Cuando llegó de Santa Fe para dirigir ese pequeño periódico de provincia y descubrió entre el personal a esa guapa muchacha de pelo color caoba, la catalogó a primera vista como la típica trepadora llamativa ansiosa de demostrar al mundo que poseía algo más que un bonito cuerpo. Y encima, con la poco disimulada aspiración de estampar su firma en cualquier nota que apareciera en las páginas de un periódico de tirada nacional, aunque solo fuera en los anuncios fúnebres. Y notó que April, de algún modo, lo había percibido. Luego, con el paso del tiempo, tras un período estudiándose y midiéndose, Corinna se convenció de que le convenía contar con una mujer decidida y ambiciosa, pero en absoluto dispuesta a caer en las trampas de su carrera sin sopesar las consecuencias. Adoraba su trabajo y sobre todo buscaba la verdad. Era un arquetipo del verdadero periodista, algo que ya casi no existía, una forma de abordar la profesión que con el paso del tiempo había perdido cada vez más consistencia hasta convertirse en un estereotipo sin significado.
Una noche se encontraron por casualidad en el Satura, un restaurante japonés de Yale Street, donde la directora del periódico estaba cenando sola, como siempre desde su llegada a Flagstaff. Su hermana Alexandra, que vivía en la ciudad, donde dirigía una consulta odontológica, tenía su familia, y a Corinna no siempre le apetecía representar el papel de tía soltera y cuñada intrusa. April, amiga de los dueños, entró a saludarlos y a tomar un vaso de vino tinto. La vio desde su taburete, y se acercó. Corinna la invitó a sentarse y empezaron a conversar. Para sorpresa de ambas, se descubrieron varios puntos en común. Bebieron juntas otro vaso de vino y terminaron la velada algo achispadas, contándose sus respectivas historias.

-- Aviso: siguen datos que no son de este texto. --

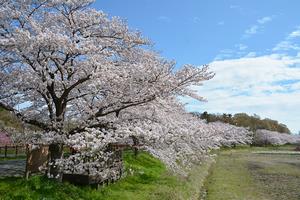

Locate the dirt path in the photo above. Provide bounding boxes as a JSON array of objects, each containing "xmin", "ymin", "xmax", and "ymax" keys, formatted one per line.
[{"xmin": 206, "ymin": 149, "xmax": 300, "ymax": 200}]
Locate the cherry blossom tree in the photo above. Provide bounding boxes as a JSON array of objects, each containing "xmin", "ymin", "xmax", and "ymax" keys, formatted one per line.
[
  {"xmin": 253, "ymin": 129, "xmax": 300, "ymax": 145},
  {"xmin": 0, "ymin": 0, "xmax": 214, "ymax": 176}
]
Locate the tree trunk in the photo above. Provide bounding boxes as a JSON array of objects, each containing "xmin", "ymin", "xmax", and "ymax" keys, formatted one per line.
[{"xmin": 49, "ymin": 144, "xmax": 63, "ymax": 180}]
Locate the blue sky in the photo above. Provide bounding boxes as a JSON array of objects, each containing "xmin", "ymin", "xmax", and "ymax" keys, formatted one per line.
[{"xmin": 93, "ymin": 0, "xmax": 300, "ymax": 132}]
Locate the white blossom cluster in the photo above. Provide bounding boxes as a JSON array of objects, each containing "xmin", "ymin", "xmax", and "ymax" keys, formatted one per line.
[
  {"xmin": 0, "ymin": 0, "xmax": 255, "ymax": 178},
  {"xmin": 253, "ymin": 129, "xmax": 300, "ymax": 145}
]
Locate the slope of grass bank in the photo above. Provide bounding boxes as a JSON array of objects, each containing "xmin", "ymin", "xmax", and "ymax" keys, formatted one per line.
[
  {"xmin": 0, "ymin": 152, "xmax": 211, "ymax": 200},
  {"xmin": 205, "ymin": 146, "xmax": 300, "ymax": 200}
]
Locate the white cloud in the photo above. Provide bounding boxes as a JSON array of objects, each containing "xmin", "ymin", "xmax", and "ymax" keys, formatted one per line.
[
  {"xmin": 272, "ymin": 27, "xmax": 300, "ymax": 51},
  {"xmin": 218, "ymin": 21, "xmax": 225, "ymax": 26},
  {"xmin": 243, "ymin": 16, "xmax": 273, "ymax": 38},
  {"xmin": 186, "ymin": 54, "xmax": 300, "ymax": 132},
  {"xmin": 272, "ymin": 40, "xmax": 300, "ymax": 51},
  {"xmin": 235, "ymin": 44, "xmax": 248, "ymax": 51},
  {"xmin": 245, "ymin": 25, "xmax": 259, "ymax": 35},
  {"xmin": 257, "ymin": 16, "xmax": 272, "ymax": 24},
  {"xmin": 288, "ymin": 27, "xmax": 300, "ymax": 39},
  {"xmin": 245, "ymin": 51, "xmax": 256, "ymax": 58},
  {"xmin": 157, "ymin": 15, "xmax": 172, "ymax": 23}
]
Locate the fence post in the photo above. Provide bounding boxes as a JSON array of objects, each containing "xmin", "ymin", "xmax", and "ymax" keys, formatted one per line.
[
  {"xmin": 16, "ymin": 145, "xmax": 18, "ymax": 157},
  {"xmin": 4, "ymin": 145, "xmax": 7, "ymax": 158}
]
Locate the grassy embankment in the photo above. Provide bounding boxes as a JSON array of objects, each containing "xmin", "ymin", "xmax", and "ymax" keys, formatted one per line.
[
  {"xmin": 0, "ymin": 152, "xmax": 209, "ymax": 200},
  {"xmin": 205, "ymin": 146, "xmax": 300, "ymax": 200}
]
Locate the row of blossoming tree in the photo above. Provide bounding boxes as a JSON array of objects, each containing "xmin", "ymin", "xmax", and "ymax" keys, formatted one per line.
[{"xmin": 0, "ymin": 0, "xmax": 274, "ymax": 181}]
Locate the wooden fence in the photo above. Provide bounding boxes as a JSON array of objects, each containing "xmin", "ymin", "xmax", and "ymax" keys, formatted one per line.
[{"xmin": 0, "ymin": 145, "xmax": 26, "ymax": 158}]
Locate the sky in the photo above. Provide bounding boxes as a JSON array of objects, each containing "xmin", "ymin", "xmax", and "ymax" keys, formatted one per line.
[{"xmin": 93, "ymin": 0, "xmax": 300, "ymax": 133}]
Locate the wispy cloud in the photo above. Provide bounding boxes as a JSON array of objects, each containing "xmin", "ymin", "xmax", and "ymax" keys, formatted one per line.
[
  {"xmin": 243, "ymin": 16, "xmax": 274, "ymax": 38},
  {"xmin": 235, "ymin": 44, "xmax": 248, "ymax": 51},
  {"xmin": 218, "ymin": 21, "xmax": 225, "ymax": 26},
  {"xmin": 186, "ymin": 54, "xmax": 300, "ymax": 132},
  {"xmin": 157, "ymin": 15, "xmax": 172, "ymax": 23},
  {"xmin": 257, "ymin": 17, "xmax": 272, "ymax": 24},
  {"xmin": 272, "ymin": 26, "xmax": 300, "ymax": 51}
]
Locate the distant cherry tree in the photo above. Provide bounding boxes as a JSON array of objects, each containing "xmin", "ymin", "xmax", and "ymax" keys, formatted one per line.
[{"xmin": 0, "ymin": 0, "xmax": 214, "ymax": 176}]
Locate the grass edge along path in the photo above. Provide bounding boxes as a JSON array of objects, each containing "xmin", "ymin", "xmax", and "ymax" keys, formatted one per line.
[{"xmin": 0, "ymin": 152, "xmax": 212, "ymax": 200}]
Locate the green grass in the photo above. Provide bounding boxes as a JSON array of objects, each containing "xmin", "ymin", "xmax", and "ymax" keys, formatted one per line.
[
  {"xmin": 205, "ymin": 145, "xmax": 300, "ymax": 200},
  {"xmin": 0, "ymin": 152, "xmax": 211, "ymax": 200}
]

Corinna valoró en April la energía que había perdido y la belleza que nunca había poseído. Se consideraba una mujer demasiado inteligente y demasiado mayor para tenerle envidia, por lo cual poco a poco nacieron la simpatía y la admiración que finalmente se convirtieron en afecto.
Ahora planeaba proponer al consejo administrativo que April Thompson la sucediera en la dirección del periódico, cuando ella se retirara. Por el momento la reportera seguía siendo una cronista en el despacho de su directora, impulsada por la emoción de una noticia en la que creer.
Hablaba y se movía, pero en realidad pensaba en voz alta.
– En general, en esta zona los casos de homicidio no son la consecuencia de una historia interesante. Riñas, cuchilladas entre borrachos, ajustes de cuentas por motivos de dinero, un hombre que mata a golpes a su mujer. También ha ocurrido lo contrario: mujeres a quienes se les fue la mano al zurrar al marido.
Ambas sabían que los casos importantes, los que hacían ganar un premio Pulitzer, eran bastante raros en Flagstaff y sus alrededores. Pero Corinna confiaba en la intuición de su colaboradora, y si ella creía que detrás de la muerte de Caleb Kelso había algo grande, existían serias probabilidades de que estuviera en lo cierto.
Intentó refutar sus argumentos para estimular la concentración y la creatividad de April.
– Si realmente se trata de un caso de homicidio, es normal que haya secreto de sumario.
– Es cierto. Pero la policía de aquí siempre ha tratado bien a la prensa local. Hay un sentido de pertenencia a la zona con respecto al resto del mundo, que en cualquier situación ha privilegiado las relaciones entre nosotros y las autoridades en comparación con los medios de fuera.
Hizo una pausa, como si le costara convencerse de la situación.
– En este caso, en todas partes encuentro puertas cerradas. Incluso mis propias fuentes dentro de la policía se han cosido la boca y no hay modo de quitarles los puntos.